It is however generally acknowledged even by those who downplay it that the Flynn effect shows that IQ tests cannot be measuring something that is purely heritable. While IQ tests aim to measure that (mythical) native intelligence that is unaffected by education and environment, it is precisely changes in education and environment that correlate with improvements in IQ scores.
The Flynn effect shows that IQ tests cannot be measuring something that is purely heritable.
Anti-hereditarians then tend to see the Flynn effect as a cause for celebration. It shows, they argue, that no social group is condemned by its dull wits to grinding poverty and ignorance, generation after generation. Rather, given the right modifications to their environment and education, all can prosper equally. Advocacy for such modifications generally follows.
What both sides in this debate share is an assumption that a high IQ score is desirable. Hereditarians see the high scores as a sign of the innate intelligence which is their idol. Anti-hereditarians see the high scores as an indication of the power of the social interventions towards which they are often equally idolatrous.
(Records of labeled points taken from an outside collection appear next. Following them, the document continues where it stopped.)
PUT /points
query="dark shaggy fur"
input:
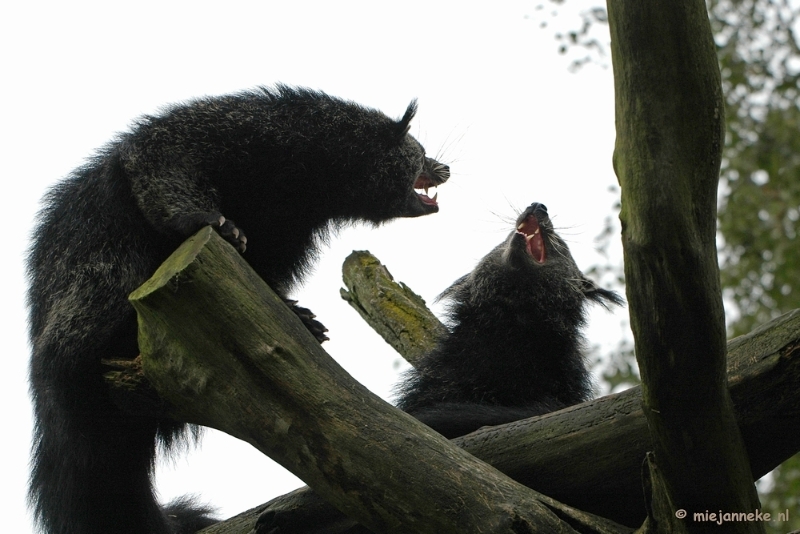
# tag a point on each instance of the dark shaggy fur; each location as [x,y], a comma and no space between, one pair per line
[286,164]
[516,348]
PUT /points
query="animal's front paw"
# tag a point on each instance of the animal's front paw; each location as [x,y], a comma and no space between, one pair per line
[188,224]
[309,319]
[228,230]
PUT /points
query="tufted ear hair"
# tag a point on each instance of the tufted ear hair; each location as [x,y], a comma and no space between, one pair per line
[404,124]
[604,297]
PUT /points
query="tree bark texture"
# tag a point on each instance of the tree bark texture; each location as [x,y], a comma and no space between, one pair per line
[670,130]
[392,309]
[591,456]
[225,352]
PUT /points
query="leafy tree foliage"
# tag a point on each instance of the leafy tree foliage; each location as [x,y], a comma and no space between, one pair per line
[759,199]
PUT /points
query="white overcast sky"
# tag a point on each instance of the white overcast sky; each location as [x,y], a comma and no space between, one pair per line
[496,102]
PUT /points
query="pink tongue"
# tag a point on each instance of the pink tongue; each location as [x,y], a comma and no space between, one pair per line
[536,248]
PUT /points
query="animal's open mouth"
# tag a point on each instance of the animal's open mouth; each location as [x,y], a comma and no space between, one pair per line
[423,182]
[534,240]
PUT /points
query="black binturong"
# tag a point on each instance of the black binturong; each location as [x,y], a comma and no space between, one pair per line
[515,349]
[288,165]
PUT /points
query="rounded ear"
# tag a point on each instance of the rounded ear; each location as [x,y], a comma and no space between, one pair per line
[604,297]
[404,124]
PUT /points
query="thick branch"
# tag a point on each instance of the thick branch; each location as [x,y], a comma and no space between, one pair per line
[225,352]
[590,456]
[669,119]
[394,311]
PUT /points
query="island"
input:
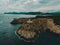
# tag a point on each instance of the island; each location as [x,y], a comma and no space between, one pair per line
[31,28]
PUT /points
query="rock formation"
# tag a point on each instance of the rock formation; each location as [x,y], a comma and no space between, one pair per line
[32,27]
But is it really a cause for unambiguous celebration if almost everyone is doing better and better on these standardized tests? Is there really nothing lost when this sort of “progress” is made? IQ tests correlate well with success in dreary, Byzantine office jobs, involving unending formalized language games. What the Flynn effect truly suggests is not that the human race is getting wiser or more insightful or even more ingenious, but that we are being standardized towards a certain type of man or woman, suited for the abstracted, colourless juggling of the post-industrial workspace.
Is it really a cause for unambiguous celebration if almost everyone is doing better and better on these standardized tests?
The Irish peasants, or American blacks from the deep South, or Central African pygmies, or any other group that is being Flynn-effected out of its previous form of existence, are not in fact groups that could have been intelligently described as lacking intelligence, back when the IQ researchers were claiming that such people were congenital cretins. No doubt these groups, like any other, had their share of dullards. However their poor IQ scores reflected not this, but rather that they were living and thinking in ways out of harmony with the requirements of standardized, hygienized, modernized man. The Flynn effect is frightening because it suggests such alternative ways of being and thinking are eroding, that in more and more places, only one type of intelligence will remain—the sort stupid enough to imagine that “intelligence” is one thing for all people everywhere, and can be tested and assigned a number.